The emergence of Frontline and Line of March is, in many ways, both a reflection of and a catalyst for this maturation process. As an organized and coherent force, we represent that offshoot from the broader U.S. left of the 1960s and ’70s which – little thanks to the CPUSA – has taken up the most rigorous criticism (and self-criticism) of Maoist influences and become consolidated on Marxism-Leninism and identification with the socialist camp and the international communist movement. We are thus closer to the CPUSA in politics and worldview than any other force on the left – something everyone else in the progressive movement has come to recognize well before the CPUSA itself.
Taken as a whole, this maturation process on the U.S. left has included a more thoughtful level of theoretical and political discussion concerning the very question deemed out of bounds by the CPUSA – how to account for (and develop an effective strategy to alter) the political underdevelopment of the U.S. working class. This question is very much on the minds of a whole layer of working class activists and it is being broadly taken up without the overlay of anti-Soviet and infantile left prejudices of the recent past. As a result, this discussion is beginning to seize the attention of forces who have operated in what the CPUSA has considered its “exclusive” orbit – but the CPUSA itself is reluctant to participate in, much less lead, this vital, debate.
Trapped in the most narrow-minded sectarianism and having apparently lost the ability to get beyond shallow generalizations or vacuous cheerleading when it comes to analyzing the workers’ movement in the concrete, the CPUSA sees only danger at hand. Bloice’s column is only the latest example of the party center desperately trying to circle its wagons and rally the faithful on the most demagogic of platforms.

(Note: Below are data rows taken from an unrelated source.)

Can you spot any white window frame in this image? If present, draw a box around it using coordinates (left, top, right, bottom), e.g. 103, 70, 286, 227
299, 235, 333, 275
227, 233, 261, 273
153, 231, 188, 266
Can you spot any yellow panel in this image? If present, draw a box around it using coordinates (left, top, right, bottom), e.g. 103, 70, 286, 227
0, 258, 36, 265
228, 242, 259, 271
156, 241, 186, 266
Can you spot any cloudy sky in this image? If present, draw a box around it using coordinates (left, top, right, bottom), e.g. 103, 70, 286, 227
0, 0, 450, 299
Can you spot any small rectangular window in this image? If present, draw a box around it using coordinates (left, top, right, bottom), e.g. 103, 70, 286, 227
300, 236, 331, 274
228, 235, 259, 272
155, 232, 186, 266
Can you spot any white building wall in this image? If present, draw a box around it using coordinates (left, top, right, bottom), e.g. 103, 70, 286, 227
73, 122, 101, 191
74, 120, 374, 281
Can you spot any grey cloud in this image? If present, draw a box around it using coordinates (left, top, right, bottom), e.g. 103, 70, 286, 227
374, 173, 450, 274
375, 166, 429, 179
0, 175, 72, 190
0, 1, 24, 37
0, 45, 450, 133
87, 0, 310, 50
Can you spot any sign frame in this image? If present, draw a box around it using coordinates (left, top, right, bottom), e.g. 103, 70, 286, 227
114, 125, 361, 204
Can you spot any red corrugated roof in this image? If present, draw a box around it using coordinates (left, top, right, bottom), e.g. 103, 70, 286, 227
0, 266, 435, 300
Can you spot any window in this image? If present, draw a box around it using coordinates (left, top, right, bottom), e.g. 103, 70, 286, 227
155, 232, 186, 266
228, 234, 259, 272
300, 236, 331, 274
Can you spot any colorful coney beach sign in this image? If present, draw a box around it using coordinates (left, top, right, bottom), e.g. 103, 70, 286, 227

But facts are stubborn things. Distortions of opposing views can temporarily be promoted in an attempt to wall them out. But sooner or later they force themselves on those who trivialize the difficulties in forging working class unity and hope to circumvent the real debates that mature the left. Unfortunately, if Bloice’s latest effort is any indication, the CPUSA’s awakening may come later rather than sooner. As a result, the struggle for principled unity on the left – as well as the CPUSA itself – can only suffer.